濃度・オブ・ザ・リングBACK NUMBER
キックはK-1の二軍じゃない!
石川直生が苦しむパラドクスとは?
text by
橋本宗洋Norihiro Hashimoto
photograph byTakeshi Maruyama
posted2010/05/11 10:30
石川直生(写真左)はキックボクシング、50戦(32勝14敗)を誇るも、初めてのK-1の舞台に、キックを空振るシーンが目立った
直面した“K-1で勝つこと”の難しさ。
その難しさは、今大会でも露わになった。対戦相手の渡辺理想は、これまで65kgから70kgで闘ってきた選手。体格とパワーの優劣は明らかだった。加えて得意技を禁じられた状態である。間合いをうまくコントロールし、右ミドルキックを的確にヒットさせて判定勝ちを収めたものの、決して印象に残る試合ではなかった。

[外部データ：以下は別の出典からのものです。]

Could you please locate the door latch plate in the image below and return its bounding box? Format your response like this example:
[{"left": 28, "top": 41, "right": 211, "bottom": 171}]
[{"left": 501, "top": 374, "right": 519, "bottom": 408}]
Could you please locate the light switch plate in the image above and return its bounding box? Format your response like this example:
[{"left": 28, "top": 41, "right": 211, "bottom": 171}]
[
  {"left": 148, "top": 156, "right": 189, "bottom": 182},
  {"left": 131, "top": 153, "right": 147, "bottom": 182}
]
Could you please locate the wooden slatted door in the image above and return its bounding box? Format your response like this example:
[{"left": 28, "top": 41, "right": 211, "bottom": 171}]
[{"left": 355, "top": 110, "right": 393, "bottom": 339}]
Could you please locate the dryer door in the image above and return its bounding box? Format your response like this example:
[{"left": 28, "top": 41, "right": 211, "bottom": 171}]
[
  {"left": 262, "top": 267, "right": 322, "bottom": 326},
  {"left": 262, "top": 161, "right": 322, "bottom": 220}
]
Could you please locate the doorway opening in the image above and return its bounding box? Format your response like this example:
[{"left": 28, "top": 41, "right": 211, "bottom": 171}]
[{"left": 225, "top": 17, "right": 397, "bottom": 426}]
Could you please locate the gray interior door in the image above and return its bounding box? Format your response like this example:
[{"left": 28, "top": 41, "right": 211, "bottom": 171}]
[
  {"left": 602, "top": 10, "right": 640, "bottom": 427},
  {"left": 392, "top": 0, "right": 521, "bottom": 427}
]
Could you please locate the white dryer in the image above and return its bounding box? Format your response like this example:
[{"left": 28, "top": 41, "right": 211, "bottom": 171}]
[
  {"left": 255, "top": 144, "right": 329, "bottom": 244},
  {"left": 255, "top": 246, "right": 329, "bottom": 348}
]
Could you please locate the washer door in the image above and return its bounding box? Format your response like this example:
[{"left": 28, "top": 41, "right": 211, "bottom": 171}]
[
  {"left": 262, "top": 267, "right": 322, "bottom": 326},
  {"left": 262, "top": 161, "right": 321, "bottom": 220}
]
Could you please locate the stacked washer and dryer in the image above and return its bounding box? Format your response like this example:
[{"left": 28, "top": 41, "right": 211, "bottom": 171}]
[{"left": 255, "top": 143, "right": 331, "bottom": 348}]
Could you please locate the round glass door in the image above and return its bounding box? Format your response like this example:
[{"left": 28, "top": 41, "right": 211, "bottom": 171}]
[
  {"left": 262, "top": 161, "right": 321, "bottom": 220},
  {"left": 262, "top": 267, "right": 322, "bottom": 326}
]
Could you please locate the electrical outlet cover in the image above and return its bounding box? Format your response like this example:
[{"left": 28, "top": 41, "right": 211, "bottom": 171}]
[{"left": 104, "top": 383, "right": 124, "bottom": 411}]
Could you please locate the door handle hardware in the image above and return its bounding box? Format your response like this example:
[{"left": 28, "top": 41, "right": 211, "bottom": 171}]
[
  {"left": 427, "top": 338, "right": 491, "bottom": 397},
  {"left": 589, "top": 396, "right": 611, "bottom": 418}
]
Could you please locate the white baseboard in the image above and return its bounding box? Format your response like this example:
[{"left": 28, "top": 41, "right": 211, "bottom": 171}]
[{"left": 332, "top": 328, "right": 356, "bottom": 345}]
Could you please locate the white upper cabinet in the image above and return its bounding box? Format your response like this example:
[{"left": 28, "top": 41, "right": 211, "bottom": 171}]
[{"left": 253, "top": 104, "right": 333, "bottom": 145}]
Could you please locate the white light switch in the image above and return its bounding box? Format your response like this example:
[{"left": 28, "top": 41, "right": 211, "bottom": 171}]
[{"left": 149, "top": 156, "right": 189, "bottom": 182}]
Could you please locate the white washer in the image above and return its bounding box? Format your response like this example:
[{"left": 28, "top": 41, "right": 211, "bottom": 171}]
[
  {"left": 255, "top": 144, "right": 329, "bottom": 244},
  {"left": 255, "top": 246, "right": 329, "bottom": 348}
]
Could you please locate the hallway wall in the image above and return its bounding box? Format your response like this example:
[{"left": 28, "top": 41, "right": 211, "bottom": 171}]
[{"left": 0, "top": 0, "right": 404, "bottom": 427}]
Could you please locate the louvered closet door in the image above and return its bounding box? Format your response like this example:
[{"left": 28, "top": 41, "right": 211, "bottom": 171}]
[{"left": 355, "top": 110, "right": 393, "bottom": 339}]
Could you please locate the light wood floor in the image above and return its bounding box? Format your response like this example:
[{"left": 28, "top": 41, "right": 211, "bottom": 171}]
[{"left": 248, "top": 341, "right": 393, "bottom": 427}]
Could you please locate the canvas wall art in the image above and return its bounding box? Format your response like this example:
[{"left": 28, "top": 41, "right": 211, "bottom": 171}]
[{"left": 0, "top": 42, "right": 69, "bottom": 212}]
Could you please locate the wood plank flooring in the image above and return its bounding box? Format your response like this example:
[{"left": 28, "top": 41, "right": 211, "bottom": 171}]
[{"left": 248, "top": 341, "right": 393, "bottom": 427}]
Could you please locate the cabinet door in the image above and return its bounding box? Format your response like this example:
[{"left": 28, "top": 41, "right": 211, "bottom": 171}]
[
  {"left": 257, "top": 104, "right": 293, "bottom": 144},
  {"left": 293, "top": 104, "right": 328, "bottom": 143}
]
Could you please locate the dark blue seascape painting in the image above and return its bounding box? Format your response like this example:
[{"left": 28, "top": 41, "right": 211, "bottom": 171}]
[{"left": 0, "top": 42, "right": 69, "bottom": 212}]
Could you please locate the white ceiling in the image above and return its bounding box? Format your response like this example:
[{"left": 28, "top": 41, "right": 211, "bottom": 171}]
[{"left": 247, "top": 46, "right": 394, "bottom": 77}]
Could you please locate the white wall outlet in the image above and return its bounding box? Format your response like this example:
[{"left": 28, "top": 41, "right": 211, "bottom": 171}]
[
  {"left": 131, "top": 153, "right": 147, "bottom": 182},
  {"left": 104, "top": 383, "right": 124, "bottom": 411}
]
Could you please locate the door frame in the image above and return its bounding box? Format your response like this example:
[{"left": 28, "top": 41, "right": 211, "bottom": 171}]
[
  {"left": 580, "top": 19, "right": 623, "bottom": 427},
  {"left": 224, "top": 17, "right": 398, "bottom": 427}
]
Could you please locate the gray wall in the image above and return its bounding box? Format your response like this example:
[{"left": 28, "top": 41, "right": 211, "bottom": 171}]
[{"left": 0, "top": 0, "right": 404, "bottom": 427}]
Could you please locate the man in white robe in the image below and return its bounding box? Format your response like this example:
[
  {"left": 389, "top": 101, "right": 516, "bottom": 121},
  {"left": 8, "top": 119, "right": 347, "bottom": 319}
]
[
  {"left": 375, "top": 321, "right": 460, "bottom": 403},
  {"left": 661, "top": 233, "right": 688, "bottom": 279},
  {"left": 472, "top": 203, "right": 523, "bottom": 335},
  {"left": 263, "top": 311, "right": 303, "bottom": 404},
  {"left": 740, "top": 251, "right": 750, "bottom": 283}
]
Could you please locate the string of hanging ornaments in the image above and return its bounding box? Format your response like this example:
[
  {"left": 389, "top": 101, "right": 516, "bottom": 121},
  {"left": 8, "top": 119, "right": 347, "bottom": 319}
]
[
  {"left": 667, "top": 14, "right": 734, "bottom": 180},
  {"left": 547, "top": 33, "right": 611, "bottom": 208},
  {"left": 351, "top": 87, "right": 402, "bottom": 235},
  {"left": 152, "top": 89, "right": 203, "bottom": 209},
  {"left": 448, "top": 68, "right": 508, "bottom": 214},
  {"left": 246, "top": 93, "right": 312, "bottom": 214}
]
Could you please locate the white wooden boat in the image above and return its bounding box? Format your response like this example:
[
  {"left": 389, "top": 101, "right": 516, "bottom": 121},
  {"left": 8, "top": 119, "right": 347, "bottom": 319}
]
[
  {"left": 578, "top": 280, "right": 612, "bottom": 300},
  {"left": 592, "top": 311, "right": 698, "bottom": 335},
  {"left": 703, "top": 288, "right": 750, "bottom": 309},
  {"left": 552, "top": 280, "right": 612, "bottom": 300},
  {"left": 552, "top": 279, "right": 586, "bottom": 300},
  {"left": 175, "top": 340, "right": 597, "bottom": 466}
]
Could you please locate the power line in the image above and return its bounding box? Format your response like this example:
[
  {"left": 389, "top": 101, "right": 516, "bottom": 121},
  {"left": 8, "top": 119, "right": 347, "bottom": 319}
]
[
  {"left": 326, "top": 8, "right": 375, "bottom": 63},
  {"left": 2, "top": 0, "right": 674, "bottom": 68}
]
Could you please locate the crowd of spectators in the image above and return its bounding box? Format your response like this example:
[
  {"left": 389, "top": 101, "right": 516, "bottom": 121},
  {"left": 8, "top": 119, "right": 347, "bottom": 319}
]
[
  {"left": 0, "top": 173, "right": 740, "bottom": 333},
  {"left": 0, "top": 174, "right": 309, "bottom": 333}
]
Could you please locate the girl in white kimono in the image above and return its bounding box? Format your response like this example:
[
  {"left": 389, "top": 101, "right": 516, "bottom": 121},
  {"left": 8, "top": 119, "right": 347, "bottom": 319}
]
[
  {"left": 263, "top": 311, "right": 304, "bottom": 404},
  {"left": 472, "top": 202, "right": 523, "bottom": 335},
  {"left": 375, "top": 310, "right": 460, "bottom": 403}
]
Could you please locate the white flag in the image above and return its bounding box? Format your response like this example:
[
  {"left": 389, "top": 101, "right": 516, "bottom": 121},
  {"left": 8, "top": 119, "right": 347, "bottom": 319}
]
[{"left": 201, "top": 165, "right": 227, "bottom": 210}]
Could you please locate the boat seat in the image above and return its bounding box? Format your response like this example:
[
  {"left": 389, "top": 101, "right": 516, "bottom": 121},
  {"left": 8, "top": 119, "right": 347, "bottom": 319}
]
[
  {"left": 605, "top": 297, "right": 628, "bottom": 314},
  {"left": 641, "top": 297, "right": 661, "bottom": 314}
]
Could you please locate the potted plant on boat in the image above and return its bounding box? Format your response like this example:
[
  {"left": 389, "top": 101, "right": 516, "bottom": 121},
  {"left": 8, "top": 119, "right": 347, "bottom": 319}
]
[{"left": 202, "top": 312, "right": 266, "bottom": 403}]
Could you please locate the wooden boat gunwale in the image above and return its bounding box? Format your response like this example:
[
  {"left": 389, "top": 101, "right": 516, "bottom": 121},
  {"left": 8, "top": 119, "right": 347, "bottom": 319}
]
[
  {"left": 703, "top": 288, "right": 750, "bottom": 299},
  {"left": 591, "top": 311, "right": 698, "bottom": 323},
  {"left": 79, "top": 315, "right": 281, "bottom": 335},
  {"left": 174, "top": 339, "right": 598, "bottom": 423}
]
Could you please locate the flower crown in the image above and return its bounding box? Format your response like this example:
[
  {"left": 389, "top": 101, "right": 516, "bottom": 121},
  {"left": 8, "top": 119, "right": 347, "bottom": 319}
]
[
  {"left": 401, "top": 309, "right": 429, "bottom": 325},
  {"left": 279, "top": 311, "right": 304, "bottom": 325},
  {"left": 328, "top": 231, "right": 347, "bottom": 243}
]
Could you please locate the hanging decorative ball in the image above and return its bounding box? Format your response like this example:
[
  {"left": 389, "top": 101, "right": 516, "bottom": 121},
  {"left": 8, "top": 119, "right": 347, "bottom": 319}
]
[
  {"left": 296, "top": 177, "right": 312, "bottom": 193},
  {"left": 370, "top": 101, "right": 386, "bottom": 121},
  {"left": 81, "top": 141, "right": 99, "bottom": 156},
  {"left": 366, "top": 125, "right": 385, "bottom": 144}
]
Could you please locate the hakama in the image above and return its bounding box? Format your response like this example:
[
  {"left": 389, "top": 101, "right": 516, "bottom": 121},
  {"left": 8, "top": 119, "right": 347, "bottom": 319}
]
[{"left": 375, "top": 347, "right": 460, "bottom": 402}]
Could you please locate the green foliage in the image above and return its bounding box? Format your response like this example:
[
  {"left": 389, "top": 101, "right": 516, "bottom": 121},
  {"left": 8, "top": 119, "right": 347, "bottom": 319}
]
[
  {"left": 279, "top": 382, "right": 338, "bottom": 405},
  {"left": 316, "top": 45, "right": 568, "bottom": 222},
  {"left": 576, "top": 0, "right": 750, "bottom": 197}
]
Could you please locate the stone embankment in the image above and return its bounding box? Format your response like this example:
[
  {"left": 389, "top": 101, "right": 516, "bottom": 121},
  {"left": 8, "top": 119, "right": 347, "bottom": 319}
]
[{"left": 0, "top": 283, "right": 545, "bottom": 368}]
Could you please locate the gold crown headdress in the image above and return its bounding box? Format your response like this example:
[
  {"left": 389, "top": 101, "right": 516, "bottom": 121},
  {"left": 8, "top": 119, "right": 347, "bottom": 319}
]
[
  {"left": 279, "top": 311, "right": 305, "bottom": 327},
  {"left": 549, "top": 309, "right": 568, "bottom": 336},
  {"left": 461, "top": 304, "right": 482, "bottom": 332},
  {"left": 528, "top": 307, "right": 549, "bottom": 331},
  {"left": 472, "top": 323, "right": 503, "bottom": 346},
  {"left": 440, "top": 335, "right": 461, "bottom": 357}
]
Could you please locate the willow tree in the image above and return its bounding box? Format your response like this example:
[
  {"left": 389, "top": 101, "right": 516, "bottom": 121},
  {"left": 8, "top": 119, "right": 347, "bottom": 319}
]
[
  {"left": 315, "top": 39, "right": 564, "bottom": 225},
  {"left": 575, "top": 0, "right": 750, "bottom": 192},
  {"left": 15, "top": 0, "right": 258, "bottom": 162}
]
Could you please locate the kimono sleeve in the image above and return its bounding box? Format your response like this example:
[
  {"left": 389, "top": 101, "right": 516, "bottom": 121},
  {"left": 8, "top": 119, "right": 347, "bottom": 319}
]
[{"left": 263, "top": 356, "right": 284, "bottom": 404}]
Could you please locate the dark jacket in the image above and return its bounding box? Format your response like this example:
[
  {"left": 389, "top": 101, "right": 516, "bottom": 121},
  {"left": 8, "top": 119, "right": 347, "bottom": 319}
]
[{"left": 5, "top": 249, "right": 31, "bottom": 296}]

終盤には、KOを狙うあまりK-1ルールにおける彼の武器であるハイキックや飛びヒザ蹴りを空振りする場面も目立った。「50戦目なのに、(K-1)デビュー戦になってしまった。お客さんはもどかしかったでしょう」と試合後の石川。もちろん、誰よりももどかしかったのは石川自身だろう。
石川が挑んでいるのは、いわば“競技のパラドックス”だ。キックボクシングというジャンルを背負うがゆえに、彼は自分が自分らしく闘える場所にとどまることをよしとしなかった。持ち味を封印されてでも、手に入れたいものがあるのだ。ヒジ、ヒザありの闘いを“マニアック”で終わらせたくない。キックボクシングはK-1の二軍ではない。そのことを証明するために、石川はジレンマと闘っている。